The problem is that most of these claims are empty promises, based on old results or validated by poorly constructed tests. Case in point: many vendors claim that a positive change from a pre- to a post-test after using their solutions is evidence of its effectiveness. What they fail to recognize is that without a proper control group (a test group that takes the same tests, but does not participate in the learning experience) it is almost impossible to draw definitive results from pre- and post-testing alone.
We can’t necessarily blame our industry brethren for this oversight, given that few of them have been schooled in experimental research and design. Therefore, the notion of control groups is likely new to them. What’s more, perhaps I’m merely expressing my latent frustration over having to spend more than four years in graduate school learning the ins and outs of experimental design and statistics.
The fact of the matter is, though, that talent management firms or training suppliers shouldn’t make claims about stellar results unless the proper controls for all the varied factors are in place. Often, this requires spending extensive time, resources, and effort on data collection. Sadly, this is time and resources that aren’t always easily available.
Again, let’s consider the control group idea. Quite frankly, it can become overly complicated to “control” all the potentially intervening—and interfering—variables when doing real-world research. Let us not forget that working with real people is not like controlled experiments with rats in a laboratory. Nevertheless, this isn’t a suitable excuse for either not conducting any validation research or relying on poorly constructed experimentation.
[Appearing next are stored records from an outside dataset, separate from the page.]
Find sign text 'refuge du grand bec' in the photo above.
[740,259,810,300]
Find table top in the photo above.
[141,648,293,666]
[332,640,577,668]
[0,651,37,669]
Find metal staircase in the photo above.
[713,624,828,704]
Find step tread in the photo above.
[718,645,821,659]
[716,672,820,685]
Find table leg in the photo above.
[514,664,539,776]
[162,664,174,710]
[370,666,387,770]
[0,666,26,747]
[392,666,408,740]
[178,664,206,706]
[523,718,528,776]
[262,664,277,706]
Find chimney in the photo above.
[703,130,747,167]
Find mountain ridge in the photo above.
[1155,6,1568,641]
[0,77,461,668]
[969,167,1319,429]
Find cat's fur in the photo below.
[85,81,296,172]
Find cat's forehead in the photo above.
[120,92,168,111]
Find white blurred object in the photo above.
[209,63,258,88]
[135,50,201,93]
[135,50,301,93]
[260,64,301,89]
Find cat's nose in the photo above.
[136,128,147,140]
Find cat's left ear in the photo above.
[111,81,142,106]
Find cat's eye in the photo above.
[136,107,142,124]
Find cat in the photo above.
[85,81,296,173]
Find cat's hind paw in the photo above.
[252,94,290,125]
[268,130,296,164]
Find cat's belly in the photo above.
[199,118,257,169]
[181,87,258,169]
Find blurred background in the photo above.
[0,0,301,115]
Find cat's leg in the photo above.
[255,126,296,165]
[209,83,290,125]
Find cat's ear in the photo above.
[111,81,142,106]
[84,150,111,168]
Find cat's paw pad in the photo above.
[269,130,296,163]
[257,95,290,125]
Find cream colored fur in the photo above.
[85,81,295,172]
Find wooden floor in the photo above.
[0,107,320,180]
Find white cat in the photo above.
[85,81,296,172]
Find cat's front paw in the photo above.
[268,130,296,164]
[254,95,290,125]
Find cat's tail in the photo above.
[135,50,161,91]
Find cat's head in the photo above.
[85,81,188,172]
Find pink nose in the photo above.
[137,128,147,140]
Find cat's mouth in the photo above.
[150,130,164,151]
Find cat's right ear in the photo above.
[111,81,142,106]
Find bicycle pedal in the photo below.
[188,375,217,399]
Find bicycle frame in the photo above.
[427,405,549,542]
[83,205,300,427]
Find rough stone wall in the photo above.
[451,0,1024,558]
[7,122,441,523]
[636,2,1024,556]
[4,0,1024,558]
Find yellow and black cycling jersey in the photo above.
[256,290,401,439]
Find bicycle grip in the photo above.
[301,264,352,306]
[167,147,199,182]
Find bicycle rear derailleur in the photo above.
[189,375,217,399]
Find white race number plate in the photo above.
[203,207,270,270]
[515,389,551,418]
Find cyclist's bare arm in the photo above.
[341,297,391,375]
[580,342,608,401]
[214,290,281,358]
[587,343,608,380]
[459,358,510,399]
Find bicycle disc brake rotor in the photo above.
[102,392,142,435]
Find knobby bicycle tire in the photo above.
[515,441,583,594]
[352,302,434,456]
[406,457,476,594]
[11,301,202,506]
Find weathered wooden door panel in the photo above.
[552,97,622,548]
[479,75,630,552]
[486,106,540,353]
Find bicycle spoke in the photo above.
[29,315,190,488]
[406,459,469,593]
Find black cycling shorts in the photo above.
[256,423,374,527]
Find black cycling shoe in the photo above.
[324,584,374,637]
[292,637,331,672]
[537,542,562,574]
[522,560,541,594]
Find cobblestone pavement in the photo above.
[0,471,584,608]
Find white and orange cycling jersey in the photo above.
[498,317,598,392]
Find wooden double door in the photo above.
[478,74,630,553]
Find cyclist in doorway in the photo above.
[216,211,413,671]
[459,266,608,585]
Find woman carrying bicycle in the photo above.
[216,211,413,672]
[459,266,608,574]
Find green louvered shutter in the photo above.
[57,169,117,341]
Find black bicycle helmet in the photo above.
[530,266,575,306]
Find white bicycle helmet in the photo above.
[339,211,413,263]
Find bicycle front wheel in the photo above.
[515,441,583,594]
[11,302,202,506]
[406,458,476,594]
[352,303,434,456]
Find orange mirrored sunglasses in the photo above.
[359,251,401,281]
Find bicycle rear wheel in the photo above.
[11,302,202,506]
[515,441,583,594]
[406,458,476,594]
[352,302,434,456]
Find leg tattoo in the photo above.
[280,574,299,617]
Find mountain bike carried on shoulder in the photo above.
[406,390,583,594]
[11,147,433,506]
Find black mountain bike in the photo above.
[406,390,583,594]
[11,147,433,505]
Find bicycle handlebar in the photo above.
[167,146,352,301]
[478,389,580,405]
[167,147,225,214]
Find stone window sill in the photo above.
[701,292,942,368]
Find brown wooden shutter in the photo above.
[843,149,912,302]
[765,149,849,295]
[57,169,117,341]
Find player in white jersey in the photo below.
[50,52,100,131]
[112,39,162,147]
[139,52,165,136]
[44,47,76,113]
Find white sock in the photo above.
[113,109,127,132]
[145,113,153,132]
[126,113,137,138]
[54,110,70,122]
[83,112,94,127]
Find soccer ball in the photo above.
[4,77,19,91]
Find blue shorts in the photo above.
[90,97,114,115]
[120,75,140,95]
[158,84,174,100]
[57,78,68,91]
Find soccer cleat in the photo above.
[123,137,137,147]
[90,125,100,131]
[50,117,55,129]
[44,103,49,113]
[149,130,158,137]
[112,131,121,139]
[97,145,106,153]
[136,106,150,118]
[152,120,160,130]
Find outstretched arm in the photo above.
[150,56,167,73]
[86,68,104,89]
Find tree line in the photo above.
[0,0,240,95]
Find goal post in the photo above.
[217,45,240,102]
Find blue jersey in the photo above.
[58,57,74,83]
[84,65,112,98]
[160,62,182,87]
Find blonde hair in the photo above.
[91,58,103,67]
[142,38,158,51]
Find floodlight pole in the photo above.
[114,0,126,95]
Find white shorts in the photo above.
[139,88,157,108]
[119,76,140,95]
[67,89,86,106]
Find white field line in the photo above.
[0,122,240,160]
Don’t agree with me? Let’s dig even deeper into vendor validity claims for talent selection inventories. While it may be true that significant correlations can be achieved and reported (with very small coefficients and very large test populations), these correlations typically account for a relatively insignificant or miniscule amount of variability in the prediction process.
For instance, even a statistically significant .25 correlation of an assessment tool with some measure of on-job performance accounts for just 6 percent of the 100 percent potential variance of ALL factors that can contribute to a perfect correlation. Consequently, suggesting a that specific inventory is an effective predictor of job performance is like saying that two people looking for love, who match up extremely well on a personality inventory, are going to get married. It is certainly possible, but the chances are very slim based on this one measure.
Instead, I believe that every buyer should act like they are from the “show me” state of Missouri. They need to demand that vendors show them exactly how a learning or performance solution (whether it is a selection instrument, a training program, or a developmental inventory), does what it says it does. More importantly, the vendor needs to have plenty of validated data to back-up their claims.
Conversely, it behooves talent management firms to make sure the claims they make about their products and services are actually validated. In fact, if proper validation research has not been conducted, it is certainly better to admit that—and let the client purchase on face value–than to unprofessionally make false or uneducated claims of effectiveness.
To be sure, knowingly making false claims isn’t a widespread practice in the talent management industry. Rather, claims are based on inadequate data. The problem does occur often enough, however, that talent firms should be aware of the issue—if for no other reason than to challenge clients to clearly understand the difference between valid and invalid claims when evaluating a potential purchase. After all, it takes only one rotten apple to spoil the entire barrel. And, as guardians of our industry, it is our responsibility to oversee that bogus claims do not go unchallenged.
All of this leads to a few questions: If you are a leader of a talent management firm, have you thoroughly validated your effectiveness claims? Are there experiments that should include control groups to more clearly demonstrate their effectiveness? Lastly, would you put your claims up to the test of the courts if you were sued for false representation?